One thing that doesn’t work is adding or deleting a space between tradmark elements (TRADEMARK vs. TRADE MARK) or adding a “.COM” suffix to the dominant part of the mark. The USPTO largely ignores spacing and domain name extensions when evaluating likelihood of confusion. As it should — consumers don’t focus on such small details when deciding which product to buy.

Hats off to trademark owners who think about these things. But when a target trademark is close to a registered mark, a meaningful change — like adding a distinctive trademark element — is usually required to avoid a likelihood of confusion objection.

Beware of Copyright Trolls

There’s been an unfortunate uptick in claims by copyright trolls. Beware, as this is a costly problem you can easily avoid.

Copyright trolls often create innocuous “placeholder” images that websites and blogs frequently use as a visual to fill dead space. Think of a photograph of papers on a desk or a fountain pen resting on a contract. Trolls then upload the images to stock photo sites that appear to allow their download and use free of charge. But… the site actually conditions such use on attributing the photographer, or noncommercial use, or attaches other strings. Those terms are buried in the bowels of the license agreement, which are frequently accepted with a click and without the user understanding or even reading.

That’s a shame, because that’s where the troll strikes. They find unauthorized use, and then they pounce. Ah ha! Your use is unauthorized! You’re infringing my copyright! Pay me $10k! If you don’t, I’ll sue!

Realizing its use was technically improper, and that fighting it in court will cost a bundle, the user figures it’s worth paying something to make the problem go away. In legal parlance, this is known as a “nuisance” settlement.

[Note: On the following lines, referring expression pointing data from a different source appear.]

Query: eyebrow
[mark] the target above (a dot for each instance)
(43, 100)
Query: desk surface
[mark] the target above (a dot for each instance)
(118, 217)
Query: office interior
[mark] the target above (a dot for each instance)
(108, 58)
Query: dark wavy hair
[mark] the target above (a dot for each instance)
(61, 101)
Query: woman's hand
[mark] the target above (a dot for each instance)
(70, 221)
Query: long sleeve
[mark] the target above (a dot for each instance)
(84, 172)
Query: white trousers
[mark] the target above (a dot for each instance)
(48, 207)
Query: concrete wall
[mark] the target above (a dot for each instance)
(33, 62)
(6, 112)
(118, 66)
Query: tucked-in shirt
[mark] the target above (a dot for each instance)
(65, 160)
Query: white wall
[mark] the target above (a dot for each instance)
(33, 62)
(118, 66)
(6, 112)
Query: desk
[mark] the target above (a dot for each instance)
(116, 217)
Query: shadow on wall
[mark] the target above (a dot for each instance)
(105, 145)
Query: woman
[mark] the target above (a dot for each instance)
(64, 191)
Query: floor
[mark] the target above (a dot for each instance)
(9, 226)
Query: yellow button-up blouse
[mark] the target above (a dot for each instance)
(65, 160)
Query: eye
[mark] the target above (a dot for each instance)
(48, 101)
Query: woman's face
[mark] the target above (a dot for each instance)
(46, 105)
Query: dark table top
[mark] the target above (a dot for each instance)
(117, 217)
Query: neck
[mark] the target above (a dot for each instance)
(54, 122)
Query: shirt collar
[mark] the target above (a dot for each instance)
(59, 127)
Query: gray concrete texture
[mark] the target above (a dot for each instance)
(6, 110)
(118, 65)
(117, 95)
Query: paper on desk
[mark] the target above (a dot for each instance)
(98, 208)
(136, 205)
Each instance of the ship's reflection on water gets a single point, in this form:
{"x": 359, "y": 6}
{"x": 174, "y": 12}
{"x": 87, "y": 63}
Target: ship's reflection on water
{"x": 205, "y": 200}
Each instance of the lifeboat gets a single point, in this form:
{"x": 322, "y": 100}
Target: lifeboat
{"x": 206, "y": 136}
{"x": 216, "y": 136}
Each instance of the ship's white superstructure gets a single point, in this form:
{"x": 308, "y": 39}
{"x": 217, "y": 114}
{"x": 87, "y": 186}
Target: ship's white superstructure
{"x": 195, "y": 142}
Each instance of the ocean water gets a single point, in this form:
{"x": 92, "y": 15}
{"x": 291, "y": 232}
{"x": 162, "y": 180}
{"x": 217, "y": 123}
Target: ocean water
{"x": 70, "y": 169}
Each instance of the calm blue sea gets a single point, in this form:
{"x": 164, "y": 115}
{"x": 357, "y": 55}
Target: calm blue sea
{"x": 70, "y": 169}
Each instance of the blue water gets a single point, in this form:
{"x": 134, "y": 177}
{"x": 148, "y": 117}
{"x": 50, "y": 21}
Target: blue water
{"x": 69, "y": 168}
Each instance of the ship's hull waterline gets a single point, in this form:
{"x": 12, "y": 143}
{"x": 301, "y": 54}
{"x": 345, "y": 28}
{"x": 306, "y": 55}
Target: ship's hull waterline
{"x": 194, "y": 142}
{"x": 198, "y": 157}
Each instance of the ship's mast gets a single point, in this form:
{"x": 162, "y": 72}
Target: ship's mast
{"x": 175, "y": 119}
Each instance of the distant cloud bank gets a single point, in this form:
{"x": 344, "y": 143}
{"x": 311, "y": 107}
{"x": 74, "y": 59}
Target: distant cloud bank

It’s a difficult situation. Payment enriches the troll, rewards predatory abuse of the Copyright Act, and depletes scarce resources from a productive member of society. In my book, this is a social wrong — if not an evil — that’s as bad or worse as spamming and cybersquatting.

Don’t let this happen to you. Only use images from a source you trust, read the fine print, and if you have any doubt about an image, don’t use it. Until the law treats copyright trolls (and the unsavory lawyers who help them) as criminals, the best you can do is ensure that you don’t become their victim.

USPTO Invites Reports of Phony Trademark Specimens

After starting to audit trademark registrations, the U.S. Patent and Trademark Office has rolled out a pilot program inviting trademark owners to rat out their competitors’ filing of fraudulent specimens.

Specimens are proofs of use that a trademark owner submits to show its mark is being used in customer sales — usually a prerequisite to registration. Apparently, some file bogus proof in order to get a registration.

I didn’t realize this was a problem. The USPTO seems to think so. It identifies two scenarios in which it invites notice of a suspicious filing: when the reporting party (1) has “objective evidence of third party use of the identical image without the mark in question, such as the URL and screenshot from an active website or a digital copy of a photograph from a print advertisement and the publication in which it was featured”; or (2) can identify “prior registration numbers and/or serial numbers of applications in which identical images of objects, mock ups of websites, etc., all bearing different marks[,] have been submitted to the USPTO.”

In these cases, the USPTO asks that notice be sent to: TMSpecimenProtest@uspto.gov.

Timing is key. The USPTO states that emails must be received no later than 30 days after the date the subject mark is published for opposition. It doesn’t say what it will do in response to the notices. Apparently, it will decide whether (and what) action is warranted. The USPTO states the program will continue based on “operational need,” and may be discontinued at any time.

As with its auditing program, I support efforts that promote honesty in trademark filings and the accuracy of our trademark registers. It doesn’t benefit bona fide trademark owners to have fraudsters lurking in their midst. It’s just curious that there apparently are enough bogus filings that the USPTO believes there is a problem. 

If the USPTO is correct, rat ‘em out!